Tu écumes Netflix et Disney Plus, trouves des soluces sur YouTube, colorie encore avec un bout de langue qui dépasse. Tu détestes que l'on interprète tes pensées ou tes propos, que l'on juge sans savoir. On ne peut pas deviner ce qui se passe dans la tête d'un petit garçon de onze ans, il nous faut nous rappeler de poser la question, de ne pas préjuger. Tu nous prodigues ces leçons en boudant, jamais longtemps.

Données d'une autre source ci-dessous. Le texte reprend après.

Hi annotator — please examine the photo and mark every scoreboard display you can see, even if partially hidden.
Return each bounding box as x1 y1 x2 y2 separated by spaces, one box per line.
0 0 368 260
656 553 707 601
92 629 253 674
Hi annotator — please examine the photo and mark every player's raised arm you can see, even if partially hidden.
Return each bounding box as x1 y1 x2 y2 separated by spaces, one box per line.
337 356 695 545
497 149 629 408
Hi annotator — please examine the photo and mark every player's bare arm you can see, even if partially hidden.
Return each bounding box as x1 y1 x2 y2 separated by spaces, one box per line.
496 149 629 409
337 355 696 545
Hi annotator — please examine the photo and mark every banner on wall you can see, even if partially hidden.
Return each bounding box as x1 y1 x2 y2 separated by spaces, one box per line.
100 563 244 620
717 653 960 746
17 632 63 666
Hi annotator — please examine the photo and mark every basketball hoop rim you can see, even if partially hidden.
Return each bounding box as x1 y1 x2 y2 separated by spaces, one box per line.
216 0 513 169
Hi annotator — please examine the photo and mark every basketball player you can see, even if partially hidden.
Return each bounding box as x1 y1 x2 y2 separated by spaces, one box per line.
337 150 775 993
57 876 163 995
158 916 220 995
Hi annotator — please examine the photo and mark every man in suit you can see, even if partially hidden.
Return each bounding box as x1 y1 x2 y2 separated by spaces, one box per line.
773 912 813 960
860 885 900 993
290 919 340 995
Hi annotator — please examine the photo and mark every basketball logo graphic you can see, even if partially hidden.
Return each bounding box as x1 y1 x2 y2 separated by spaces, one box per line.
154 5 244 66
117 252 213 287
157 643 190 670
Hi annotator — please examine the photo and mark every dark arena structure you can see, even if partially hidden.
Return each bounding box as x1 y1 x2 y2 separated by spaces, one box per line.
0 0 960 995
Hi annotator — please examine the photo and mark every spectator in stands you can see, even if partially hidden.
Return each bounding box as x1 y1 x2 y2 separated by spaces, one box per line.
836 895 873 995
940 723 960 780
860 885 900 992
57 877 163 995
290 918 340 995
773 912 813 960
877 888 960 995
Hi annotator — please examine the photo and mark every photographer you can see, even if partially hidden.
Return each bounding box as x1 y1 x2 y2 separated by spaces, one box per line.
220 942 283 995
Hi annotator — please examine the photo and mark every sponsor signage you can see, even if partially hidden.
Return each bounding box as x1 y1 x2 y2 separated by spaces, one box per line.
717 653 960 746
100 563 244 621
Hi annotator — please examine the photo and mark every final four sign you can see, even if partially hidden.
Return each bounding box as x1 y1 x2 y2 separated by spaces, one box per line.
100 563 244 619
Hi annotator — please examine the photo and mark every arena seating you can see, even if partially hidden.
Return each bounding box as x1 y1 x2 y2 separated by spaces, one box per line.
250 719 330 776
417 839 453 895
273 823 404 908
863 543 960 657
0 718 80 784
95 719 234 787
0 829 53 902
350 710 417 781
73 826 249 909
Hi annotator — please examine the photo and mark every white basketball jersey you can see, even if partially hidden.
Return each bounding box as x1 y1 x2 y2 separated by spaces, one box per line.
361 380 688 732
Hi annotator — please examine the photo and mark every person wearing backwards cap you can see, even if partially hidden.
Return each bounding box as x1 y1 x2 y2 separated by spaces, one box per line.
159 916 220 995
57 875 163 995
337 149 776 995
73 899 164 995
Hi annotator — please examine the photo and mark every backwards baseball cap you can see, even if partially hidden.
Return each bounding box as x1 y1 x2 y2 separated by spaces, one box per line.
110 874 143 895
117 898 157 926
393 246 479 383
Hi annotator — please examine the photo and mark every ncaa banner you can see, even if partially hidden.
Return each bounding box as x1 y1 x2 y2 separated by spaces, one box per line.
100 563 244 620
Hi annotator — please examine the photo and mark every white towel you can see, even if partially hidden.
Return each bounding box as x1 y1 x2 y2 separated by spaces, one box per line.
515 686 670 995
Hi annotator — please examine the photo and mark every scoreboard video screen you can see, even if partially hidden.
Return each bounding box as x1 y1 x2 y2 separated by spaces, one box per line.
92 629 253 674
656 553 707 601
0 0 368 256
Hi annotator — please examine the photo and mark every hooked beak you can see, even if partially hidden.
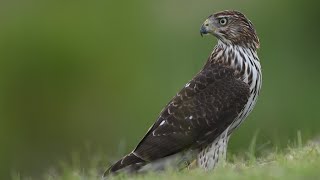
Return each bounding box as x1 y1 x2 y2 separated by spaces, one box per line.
200 17 216 37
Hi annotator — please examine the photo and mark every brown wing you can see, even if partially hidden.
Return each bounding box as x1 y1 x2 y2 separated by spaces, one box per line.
134 64 249 161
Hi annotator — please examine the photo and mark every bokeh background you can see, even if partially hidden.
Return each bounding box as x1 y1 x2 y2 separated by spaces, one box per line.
0 0 320 179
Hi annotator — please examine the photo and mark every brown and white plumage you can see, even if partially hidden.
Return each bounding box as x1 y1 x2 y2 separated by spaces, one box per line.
104 11 262 176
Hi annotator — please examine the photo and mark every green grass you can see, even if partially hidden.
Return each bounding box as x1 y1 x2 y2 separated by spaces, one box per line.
12 141 320 180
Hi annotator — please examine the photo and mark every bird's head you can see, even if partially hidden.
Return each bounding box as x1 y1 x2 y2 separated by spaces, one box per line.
200 10 260 49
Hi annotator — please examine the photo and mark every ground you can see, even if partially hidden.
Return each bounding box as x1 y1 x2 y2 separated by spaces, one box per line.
12 139 320 180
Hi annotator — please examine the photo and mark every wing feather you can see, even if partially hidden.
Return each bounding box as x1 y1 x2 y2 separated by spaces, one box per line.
134 64 249 161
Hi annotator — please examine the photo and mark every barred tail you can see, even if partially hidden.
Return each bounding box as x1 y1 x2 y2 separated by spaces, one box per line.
103 153 146 177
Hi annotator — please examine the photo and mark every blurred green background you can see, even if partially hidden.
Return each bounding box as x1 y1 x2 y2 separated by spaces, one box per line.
0 0 320 176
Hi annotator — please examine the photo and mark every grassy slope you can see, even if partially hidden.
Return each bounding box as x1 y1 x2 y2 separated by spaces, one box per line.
13 144 320 180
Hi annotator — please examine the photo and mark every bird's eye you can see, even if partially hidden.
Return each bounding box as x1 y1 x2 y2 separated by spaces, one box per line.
219 18 228 26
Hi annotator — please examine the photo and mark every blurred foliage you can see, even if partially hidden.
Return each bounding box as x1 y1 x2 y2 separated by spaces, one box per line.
0 0 320 178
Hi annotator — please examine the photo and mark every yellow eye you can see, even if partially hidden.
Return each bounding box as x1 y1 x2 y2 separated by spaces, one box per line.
219 18 228 26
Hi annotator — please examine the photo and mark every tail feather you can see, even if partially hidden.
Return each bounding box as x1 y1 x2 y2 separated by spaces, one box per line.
103 153 146 177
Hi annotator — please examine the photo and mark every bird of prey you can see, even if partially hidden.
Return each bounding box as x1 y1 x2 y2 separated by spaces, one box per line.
104 10 262 176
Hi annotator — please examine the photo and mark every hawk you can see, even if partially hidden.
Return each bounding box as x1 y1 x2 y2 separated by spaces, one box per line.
104 10 262 176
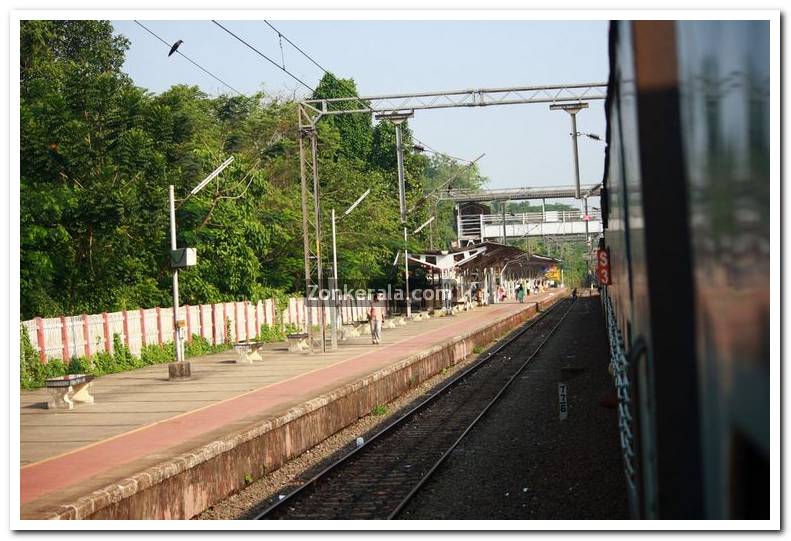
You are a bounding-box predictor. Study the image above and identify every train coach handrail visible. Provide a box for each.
[601,286,639,516]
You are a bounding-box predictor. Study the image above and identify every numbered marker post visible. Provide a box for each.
[558,382,569,421]
[596,248,612,286]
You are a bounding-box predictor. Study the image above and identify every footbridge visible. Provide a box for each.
[457,209,602,242]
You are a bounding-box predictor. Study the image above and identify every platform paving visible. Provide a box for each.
[20,290,562,518]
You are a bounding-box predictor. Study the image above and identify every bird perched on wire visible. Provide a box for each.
[168,39,184,56]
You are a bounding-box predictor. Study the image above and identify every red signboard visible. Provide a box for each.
[596,248,612,286]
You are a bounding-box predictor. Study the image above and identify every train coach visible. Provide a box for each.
[600,21,777,519]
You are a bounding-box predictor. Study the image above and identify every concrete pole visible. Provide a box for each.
[395,122,406,223]
[310,131,327,353]
[541,199,547,247]
[570,112,580,199]
[404,226,412,318]
[330,209,338,351]
[503,201,508,244]
[168,184,184,363]
[299,131,313,344]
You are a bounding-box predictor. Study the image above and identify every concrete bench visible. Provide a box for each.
[44,374,94,409]
[286,332,310,353]
[233,342,264,364]
[340,325,360,340]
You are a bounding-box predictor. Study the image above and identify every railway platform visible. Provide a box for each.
[19,289,567,519]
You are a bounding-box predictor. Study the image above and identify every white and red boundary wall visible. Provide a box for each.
[22,296,368,363]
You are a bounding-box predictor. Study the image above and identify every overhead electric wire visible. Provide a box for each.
[264,20,330,74]
[412,135,480,163]
[135,20,243,96]
[264,20,373,112]
[217,19,315,92]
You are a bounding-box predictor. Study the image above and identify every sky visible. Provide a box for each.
[113,20,609,204]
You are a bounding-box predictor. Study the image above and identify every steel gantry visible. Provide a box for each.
[298,83,607,353]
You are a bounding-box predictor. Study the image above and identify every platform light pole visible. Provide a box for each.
[374,111,415,317]
[549,102,588,199]
[330,188,371,351]
[168,156,233,363]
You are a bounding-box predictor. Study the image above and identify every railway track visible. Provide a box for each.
[255,299,573,520]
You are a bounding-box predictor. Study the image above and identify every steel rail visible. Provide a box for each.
[253,299,565,520]
[387,300,575,520]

Nous appliquons la règle d'or de ne jamais nous coucher fâchés.
De temps à autre, alors que je télé-travaille, que les réunions Zoom, Webex, Skype s'enchaînent, tu te glisses dans le bureau que je me suis aménagé, tu te poses sur la banquette avec un Naruto, tu lis sans un mot. Quand nous avons de la chance, notre chien, reconnu comme mammifère domestique le moins démonstratif de tout l'univers, vient poser sa tête sur tes genoux. On échange un regard. On se sourit. Tu m'enseignes le moment présent, tu partages avec moi l'éternité de ton enfance.
Le Nuevo Che a eu deux ans, trois ans, quatre ans, cinq ans, six ans, sept ans, huit ans, neuf ans (mais je n’ai rien posté), dix ans.
La Nueva Frida a eu deux ans, trois ans, quatre ans, cinq ans, six ans (mais je n’ai rien posté), sept ans, huit ans.
Le FILF a eu quarante-cinq ans.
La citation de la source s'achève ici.